Skip to main content
Version: 1.18

Configure GPU support

Contrast supports running GPU workloads inside the confidential computing environment.

Applicability

This step is optional and only necessary if your application includes a GPU workload (for example an AI model) that should run confidentially.

warning

Currently, confidential GPU workloads are supported only on bare-metal systems with AMD SEV-SNP. They're not supported on bare-metal systems using Intel TDX.

GPUs without Confidential Computing support can't be used with Contrast.

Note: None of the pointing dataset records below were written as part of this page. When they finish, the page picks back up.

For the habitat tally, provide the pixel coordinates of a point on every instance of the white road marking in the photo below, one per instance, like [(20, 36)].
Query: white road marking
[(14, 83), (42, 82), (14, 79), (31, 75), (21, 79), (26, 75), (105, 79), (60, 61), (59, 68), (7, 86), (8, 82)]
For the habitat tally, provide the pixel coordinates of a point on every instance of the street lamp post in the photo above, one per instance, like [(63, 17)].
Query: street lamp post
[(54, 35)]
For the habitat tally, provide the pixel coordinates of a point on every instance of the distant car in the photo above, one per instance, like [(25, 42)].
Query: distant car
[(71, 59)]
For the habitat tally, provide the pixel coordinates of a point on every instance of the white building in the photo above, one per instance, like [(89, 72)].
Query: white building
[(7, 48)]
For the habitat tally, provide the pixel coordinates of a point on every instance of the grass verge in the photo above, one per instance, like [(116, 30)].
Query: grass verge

See the section on Supported GPU hardware for more information.

Prerequisites

  1. Set up cluster
  2. Configure for GPU usage
  3. Install CLI
  4. Deploy the Contrast runtime
  5. Add Coordinator to resources
  6. Prepare deployment files

How-to

If the cluster is configured for GPU usage, pods can use GPUs by adding an extended resource limit to the pod definition.

apiVersion: v1
kind: Pod
metadata:
name: gpu-demo
spec:
runtimeClassName: contrast-cc
containers:
- name: gpu-demo
image: ghcr.io/edgelesssys/tensorflow@sha256:73fe35b67dad5fa5ab0824ed7efeb586820317566a705dff76142f8949ffcaff
resources:
limits:
nvidia.com/pgpu: "1"

Contrast automatically detects if a pod requires a GPU and assigns the appropriate GPU-enabled runtime class (for example, contrast-cc-metal-qemu-snp-gpu) during the contrast generate step. For more details on manual runtime class selection, see the multi-runtime class documentation.

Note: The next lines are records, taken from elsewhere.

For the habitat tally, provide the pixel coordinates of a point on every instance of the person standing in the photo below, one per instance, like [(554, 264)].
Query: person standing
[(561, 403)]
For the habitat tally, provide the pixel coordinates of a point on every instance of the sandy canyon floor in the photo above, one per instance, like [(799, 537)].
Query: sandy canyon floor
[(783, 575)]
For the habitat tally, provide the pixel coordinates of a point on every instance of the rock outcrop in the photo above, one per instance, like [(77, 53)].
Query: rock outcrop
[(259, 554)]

If you deployed the NVIDIA GPU operator as described above, the resource name is nvidia.com/pgpu. Otherwise, you need to consult your CDI definitions (in /var/run/cdi or /etc/cdi) to find the appropriate device class.

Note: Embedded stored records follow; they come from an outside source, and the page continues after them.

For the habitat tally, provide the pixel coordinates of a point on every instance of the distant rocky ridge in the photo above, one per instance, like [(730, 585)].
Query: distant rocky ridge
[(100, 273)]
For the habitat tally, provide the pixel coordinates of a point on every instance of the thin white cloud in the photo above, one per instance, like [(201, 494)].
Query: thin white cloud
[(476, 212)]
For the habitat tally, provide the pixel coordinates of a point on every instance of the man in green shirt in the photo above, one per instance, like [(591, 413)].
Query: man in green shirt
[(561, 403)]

Finally, the environment variable NVIDIA_VISIBLE_DEVICES can be set to all to grant other containers access to the GPUs directly assigned to other containers in the pod. This can be useful for configuring a GPU in an init container, for example.

note

A pod configured to use GPU support may take a few minutes to come up, as the VM creation and boot procedure needs to do more work compared to a non-GPU pod.